Today, this meme was posted on my Facebook feed. It brought back a flood of memories for me of that time. I did not fight in the Vietnam War. Though I was in college, I never applied for a student deferment from the draft because I thought it was unfair to those of my generation who were not in college. Why should I receive a privilege that was unavailable to those who did not? The year I was eligible for the draft, it had evolved into the lottery system. A number was assigned to a person’s birthday. As it happened, the number that was assigned to my birthday was 266. Had I been born a day before or a day after my birthday, my draft number would have been 60 or 158. The draft board went up to 254 that year. From that moment on I was given a new draft status, 1-H. I ended up not being drafted into the armed forces.

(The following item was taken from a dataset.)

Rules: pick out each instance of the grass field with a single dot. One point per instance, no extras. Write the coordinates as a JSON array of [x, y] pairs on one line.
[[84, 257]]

However, I never forgot those who fought, died, and those wounded by that war. The irreparable psychological damage caused by combat was as grave as the physical wounds suffered by these men and women who served. Many died in the Vietnam War, but didn’t know it as Agent Orange completed that task many, many years later.
On this anniversary of what now has been seen as a major failure of American policy with such a high cost in human life, I resubmit a prayer song I composed back in 1975 for those who fought and died in that war. It was one of my first piano musical compositions. I think the song equally applies to all those who have fought in the Gulf War, in Iraq, and in Afghanistan.